HD Cinematography

Cinematographer iris Ng
Cinematographer Iris Ng

Video sensors

The video sensor is the element that picks up the image so that it can be converted to data. There are two types of sensors in general use: CCD (charge-coupled device), which is a surface containing millions of capacitors that convert light to an electrical charge, or electrons. CCDs are measured in mega-pixels, which refers to the number of capacitors they have. CMOS sensors (complementary metal oxide semiconductor) use transistors at the level of each pixel to amplify the electrical charge. CMOS sensors use less power than CCD sensors. CCD sensors tend to have higher quality pixels.

Three-chip (using 3 CCDs) cameras have a separate chip for each of the video primary colors. They take separate readings of red, green and blue values for each pixel and produce a higher resolution image.

Bayer filter systems are CCD systems that detect only one-third of the color information for each pixel. The other two-thirds must be estimated using an algorithm to ‘fill in the gaps’, resulting in a lower effective resolution. One-chip cameras use bayer filters in their sensors.

Interlaced vs. Progressive Video Signals

Video compression can be interlaced or progressive. Interlacing was a created as a way to reduce flicker on cathode ray tube displays. The horizontal scan lines were divided into two fields, odd-numbered and even-numbered. All of the odd-numbered fields were scanned first, and then the beam returned to the top of the frame and scanned all of the even-numbered fields. This double-scanning of the image occurred 30 times per second, or 60 interlaced half-frames per second. This resulted in a smoother, crisper image, but that image can reveal the interlacing if you put your video online. Interlaced video produces a freeze frame with interlacing artifacts, called “combing.”

Progressive video is scanned line by line in order. The frame is not broken up into separate fields. It creates one complete uninterrupted image. The image is recorded more slowly than an interlaced image and has a higher vertical resolution than interlaced video. Slightly slower scanning results in a softer image that many feel more closely resembles a film image. Progressive video produces a clean freeze frame.


This term can refer to a couple things: type of camera – SD or HD, the aspect ratio (4:3? 16:9?), the compression, or the file-type created (.mov, .avi, etc.), type of data container or codec.

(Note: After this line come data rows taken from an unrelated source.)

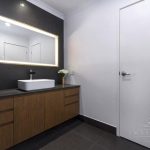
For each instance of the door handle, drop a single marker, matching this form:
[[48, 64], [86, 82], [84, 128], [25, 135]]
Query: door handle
[[125, 74]]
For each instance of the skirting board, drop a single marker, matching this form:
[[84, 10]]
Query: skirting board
[[98, 124]]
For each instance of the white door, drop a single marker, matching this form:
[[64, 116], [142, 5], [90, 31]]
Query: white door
[[135, 72]]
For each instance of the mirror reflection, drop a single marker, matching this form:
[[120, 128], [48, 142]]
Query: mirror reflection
[[24, 44]]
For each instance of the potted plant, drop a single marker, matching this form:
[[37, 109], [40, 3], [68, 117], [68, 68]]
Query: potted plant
[[63, 74]]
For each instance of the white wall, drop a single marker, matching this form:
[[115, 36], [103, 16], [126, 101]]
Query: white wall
[[91, 51]]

Here’s a link to good information about file formats: http://www.dpbestflow.org/Video_Format_Overview


NTSC is the television system used North America and the western countries of South America, with 525 horizontal scan lines. PAL is used in Brazil and other eastern countries in South America, Europe, Iceland, Australia, India, Japan, and western African countries, with 625 horizontal scan lines. SECAM is another system used by France, eastern African countries, and Russia. SECAM processes color information differently from PAL and NTSC. Many countries are migrating their formats from SECAM to PAL.

Professional digital editing software accepts either PAL or NTSC formatted footage for editing. You cannot mix these formats in the same project.

Standard Definition and High Definition

Standard definition video has 525 scanned lines from top to bottom of frame (625 for PAL video).

High definition video has at least 720 scanned lines from top to bottom of frame.

Digital formats are defined by how many scan lines and vertical lines of pixels there are in a frame. “1080 x 1920” refers to 1080 scan lines x 1920 vertical pixels per frame. The expression of resolution would be “720” or “1080,” or, by the number of scan lines.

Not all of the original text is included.